Lee Elliot, Lavieri Mariel S, Volk Michael L, Xu Yongcai
The University of Michigan, 1205 Beal Ave., Ann Arbor, MI, 48109, USA,
Health Care Manag Sci. 2015 Sep;18(3):363-75. doi: 10.1007/s10729-014-9304-0. Epub 2014 Oct 12.
We investigate the problem faced by a healthcare system wishing to allocate its constrained screening resources across a population at risk for developing a disease. A patient's risk of developing the disease depends on his/her biomedical dynamics. However, knowledge of these dynamics must be learned by the system over time. Three classes of reinforcement learning policies are designed to address this problem of simultaneously gathering and utilizing information across multiple patients. We investigate a case study based upon the screening for Hepatocellular Carcinoma (HCC), and optimize each of the three classes of policies using the indifference zone method.

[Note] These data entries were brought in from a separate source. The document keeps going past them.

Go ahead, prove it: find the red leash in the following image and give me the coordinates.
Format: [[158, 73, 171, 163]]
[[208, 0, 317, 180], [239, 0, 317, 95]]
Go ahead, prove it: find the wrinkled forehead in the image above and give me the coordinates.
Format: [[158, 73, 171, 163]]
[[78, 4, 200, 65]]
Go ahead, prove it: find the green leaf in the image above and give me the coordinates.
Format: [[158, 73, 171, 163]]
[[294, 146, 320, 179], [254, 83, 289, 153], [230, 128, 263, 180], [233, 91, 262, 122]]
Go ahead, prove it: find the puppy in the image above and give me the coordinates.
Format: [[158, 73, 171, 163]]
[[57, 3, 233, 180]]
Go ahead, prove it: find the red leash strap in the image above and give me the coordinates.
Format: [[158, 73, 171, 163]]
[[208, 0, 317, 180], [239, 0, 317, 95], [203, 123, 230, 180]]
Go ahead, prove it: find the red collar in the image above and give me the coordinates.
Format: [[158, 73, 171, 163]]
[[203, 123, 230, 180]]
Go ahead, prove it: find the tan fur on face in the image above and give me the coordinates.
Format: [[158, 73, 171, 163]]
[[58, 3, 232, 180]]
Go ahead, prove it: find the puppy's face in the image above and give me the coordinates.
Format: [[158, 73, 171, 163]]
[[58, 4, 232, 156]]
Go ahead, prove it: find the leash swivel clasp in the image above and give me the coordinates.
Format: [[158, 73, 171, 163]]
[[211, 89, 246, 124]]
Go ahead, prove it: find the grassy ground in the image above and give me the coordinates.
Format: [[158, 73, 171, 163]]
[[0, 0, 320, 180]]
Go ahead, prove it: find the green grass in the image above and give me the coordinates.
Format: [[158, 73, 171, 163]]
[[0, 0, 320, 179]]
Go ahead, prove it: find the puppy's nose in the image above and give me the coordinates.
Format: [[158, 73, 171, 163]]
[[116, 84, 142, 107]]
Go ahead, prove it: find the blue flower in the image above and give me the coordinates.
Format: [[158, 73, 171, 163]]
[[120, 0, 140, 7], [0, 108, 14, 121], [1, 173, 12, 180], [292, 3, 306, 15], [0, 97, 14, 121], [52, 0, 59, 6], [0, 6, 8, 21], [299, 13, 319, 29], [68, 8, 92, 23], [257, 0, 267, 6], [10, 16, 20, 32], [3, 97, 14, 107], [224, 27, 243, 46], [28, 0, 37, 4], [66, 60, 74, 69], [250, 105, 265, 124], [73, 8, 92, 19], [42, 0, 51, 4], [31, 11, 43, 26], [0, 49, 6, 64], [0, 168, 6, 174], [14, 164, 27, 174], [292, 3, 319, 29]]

A simulation is built to gauge the performance of these policies, and their performance is compared to current practice. We then demonstrate how the benefits of learning-based screening policies differ across various levels of resource scarcity and provide metrics of policy performance.
我们研究了一个医疗系统面临的问题,该系统希望在有患某种疾病风险的人群中分配其有限的筛查资源。患者患该疾病的风险取决于其生物医学动态。然而,系统必须随着时间的推移来了解这些动态。设计了三类强化学习策略来解决这个同时在多个患者中收集和利用信息的问题。我们基于肝细胞癌(HCC)筛查进行了一个案例研究,并使用无差异区域方法对这三类策略中的每一类进行了优化。构建了一个模拟来评估这些策略的性能,并将它们的性能与当前的做法进行比较。然后,我们展示了基于学习的筛查策略的益处如何在不同程度的资源稀缺情况下有所不同,并提供了政策性能的指标。